RE: [docbook-apps] HTML to Docbook
- From: "Peter Ring" <PRI at magnus dot dk>
- To: "Thomas Jones" <admin at buddhalinux dot org>,<docbook-apps at lists dot oasis-open dot org>
- Date: Fri, 4 Mar 2005 09:04:07 +0100
- Subject: RE: [docbook-apps] HTML to Docbook
A few links:
Converting HTML to Docbook SGML/XML Using html2db
"html2db is a small utility to convert HTML to Docbook SGML/XML. It uses
TidyLib for parsing the HTML."
http://www.eecs.umich.edu/~ppadala/projects/tidy/
html2db.xsl
"html2db.xsl converts an XHTML source document into a Docbook output
document. It provides features for customizing the generation of the
output, so that the output can be tuned by annotating the source, rather
than hand-editing the output."
http://osteele.com/software/xslt/html2db/index.html
Html2DocBook
"This project was created by JeffBeal. He has been working with DocBook
since November, 2001, and has so far converted three sets of project
documentation from HTML to DocBook. Due to inconsistencies in HTML
coding and the often many-to-one relationship between DocBook elements
and HTML elements, there has always been a need to review and re-tag
manually, but the following process does minimize that effort somewhat."
http://wiki.docbook.org/topic/Html2DocBook
The Tidy patch has not been maintained for a while. It worked quite well
for me some years ago.
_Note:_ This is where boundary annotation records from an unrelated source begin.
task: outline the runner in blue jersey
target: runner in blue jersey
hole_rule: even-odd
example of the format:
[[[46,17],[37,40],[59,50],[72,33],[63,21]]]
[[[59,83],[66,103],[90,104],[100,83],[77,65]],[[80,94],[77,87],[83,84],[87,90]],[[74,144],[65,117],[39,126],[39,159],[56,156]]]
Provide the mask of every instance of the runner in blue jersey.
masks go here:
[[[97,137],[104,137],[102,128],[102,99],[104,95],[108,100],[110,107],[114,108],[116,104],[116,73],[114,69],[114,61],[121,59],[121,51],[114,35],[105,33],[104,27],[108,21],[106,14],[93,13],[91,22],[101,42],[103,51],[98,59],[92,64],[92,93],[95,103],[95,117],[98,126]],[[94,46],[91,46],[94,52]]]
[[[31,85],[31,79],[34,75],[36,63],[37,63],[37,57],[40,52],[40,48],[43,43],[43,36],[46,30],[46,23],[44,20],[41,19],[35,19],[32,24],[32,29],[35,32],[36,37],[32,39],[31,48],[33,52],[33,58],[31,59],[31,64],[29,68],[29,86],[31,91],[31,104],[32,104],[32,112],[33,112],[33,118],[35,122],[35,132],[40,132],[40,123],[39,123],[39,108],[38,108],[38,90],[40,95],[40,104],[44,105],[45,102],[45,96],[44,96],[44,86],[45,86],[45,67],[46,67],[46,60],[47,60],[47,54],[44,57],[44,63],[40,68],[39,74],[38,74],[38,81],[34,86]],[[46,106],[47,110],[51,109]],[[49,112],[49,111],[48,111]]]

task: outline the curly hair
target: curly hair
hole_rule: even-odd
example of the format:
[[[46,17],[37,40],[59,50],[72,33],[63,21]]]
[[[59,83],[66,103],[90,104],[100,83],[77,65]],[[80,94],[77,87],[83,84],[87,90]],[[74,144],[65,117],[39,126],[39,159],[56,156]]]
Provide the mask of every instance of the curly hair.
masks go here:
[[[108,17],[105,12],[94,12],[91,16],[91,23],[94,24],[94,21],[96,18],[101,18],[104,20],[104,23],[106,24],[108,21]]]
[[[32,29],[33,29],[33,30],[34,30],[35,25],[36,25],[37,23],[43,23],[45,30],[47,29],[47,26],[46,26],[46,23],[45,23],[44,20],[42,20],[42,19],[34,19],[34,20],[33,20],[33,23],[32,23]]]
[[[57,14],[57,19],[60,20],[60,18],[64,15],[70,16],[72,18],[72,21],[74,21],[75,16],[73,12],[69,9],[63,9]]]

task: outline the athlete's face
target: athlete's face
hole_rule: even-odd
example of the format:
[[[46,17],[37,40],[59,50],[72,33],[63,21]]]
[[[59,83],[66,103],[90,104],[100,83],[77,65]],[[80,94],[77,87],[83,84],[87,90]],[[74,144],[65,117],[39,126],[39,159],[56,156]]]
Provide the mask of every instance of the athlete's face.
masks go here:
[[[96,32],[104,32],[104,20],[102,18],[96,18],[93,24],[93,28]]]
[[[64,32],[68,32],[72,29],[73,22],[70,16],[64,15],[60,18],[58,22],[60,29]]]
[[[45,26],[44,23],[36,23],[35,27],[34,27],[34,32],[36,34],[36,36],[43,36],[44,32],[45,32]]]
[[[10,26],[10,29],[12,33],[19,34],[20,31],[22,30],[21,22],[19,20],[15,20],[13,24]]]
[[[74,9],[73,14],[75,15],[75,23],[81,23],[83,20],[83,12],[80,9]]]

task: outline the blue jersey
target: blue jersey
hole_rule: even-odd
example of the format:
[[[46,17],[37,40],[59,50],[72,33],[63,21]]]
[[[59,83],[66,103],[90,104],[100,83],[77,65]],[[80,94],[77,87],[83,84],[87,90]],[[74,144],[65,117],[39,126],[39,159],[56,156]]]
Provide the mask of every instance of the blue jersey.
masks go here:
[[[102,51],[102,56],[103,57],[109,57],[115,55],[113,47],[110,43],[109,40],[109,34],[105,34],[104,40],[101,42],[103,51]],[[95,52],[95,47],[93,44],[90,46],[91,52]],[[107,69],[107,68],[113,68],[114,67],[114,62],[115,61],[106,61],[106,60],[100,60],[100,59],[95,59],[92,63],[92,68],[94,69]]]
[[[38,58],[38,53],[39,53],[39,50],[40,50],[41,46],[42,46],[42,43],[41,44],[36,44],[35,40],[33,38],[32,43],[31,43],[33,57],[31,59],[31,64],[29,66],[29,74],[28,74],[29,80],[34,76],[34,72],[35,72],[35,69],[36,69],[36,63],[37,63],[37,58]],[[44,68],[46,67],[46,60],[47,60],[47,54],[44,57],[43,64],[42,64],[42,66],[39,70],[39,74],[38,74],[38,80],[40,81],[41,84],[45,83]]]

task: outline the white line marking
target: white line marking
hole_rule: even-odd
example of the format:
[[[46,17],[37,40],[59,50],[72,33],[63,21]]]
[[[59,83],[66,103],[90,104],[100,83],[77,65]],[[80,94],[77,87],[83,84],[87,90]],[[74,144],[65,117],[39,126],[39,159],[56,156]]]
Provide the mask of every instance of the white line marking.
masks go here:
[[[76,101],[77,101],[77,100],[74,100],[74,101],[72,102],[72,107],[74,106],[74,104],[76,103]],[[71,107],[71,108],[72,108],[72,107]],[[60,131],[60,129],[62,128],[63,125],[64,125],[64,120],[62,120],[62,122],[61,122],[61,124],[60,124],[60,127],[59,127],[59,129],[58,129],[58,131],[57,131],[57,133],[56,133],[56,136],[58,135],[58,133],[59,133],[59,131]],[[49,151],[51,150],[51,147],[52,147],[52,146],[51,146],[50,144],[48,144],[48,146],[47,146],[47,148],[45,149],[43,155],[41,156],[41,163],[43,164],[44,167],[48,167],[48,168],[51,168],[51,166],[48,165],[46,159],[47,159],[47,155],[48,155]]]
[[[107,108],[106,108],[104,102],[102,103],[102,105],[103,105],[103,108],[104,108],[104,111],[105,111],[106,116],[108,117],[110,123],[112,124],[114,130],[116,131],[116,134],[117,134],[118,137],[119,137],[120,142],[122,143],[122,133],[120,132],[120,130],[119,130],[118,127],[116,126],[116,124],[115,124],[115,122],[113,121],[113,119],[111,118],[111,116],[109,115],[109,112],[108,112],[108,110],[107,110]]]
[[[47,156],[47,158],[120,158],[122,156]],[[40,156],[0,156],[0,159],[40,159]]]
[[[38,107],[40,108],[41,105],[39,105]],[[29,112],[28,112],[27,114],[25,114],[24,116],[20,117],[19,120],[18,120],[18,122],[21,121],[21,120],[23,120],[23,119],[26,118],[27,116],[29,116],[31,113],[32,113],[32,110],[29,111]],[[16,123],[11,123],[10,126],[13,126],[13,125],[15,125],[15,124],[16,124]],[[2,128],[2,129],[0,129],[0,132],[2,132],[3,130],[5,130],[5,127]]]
If someone decides to go along with this, you
should start with tidy source from March 2003.
Please report your findings!
Kind regards
Peter Ring
For DocBook tools in general, always start here:
DocBookTools
http://wiki.docbook.org/topic/DocBookTools
and here
Docbook tools
http://www.dpawson.co.uk/docbook/tools.html
> -----Original Message-----
> From: Thomas Jones [mailto:admin@buddhalinux.org]
> Sent: 4. marts 2005 04:16
> To: docbook-apps@lists.oasis-open.org
> Subject: [docbook-apps] HTML to Docbook
>
>
> Does anyone know of a utility to convert HTML to Docbook?
>
> I found a few mentioned utilities via google but none are
> available, and/or
> have not been maintained since 2000.
>
> I thought of building a stylesheet; but what an undertaking!
> ;)
>
> Thanks,
> Thomas
>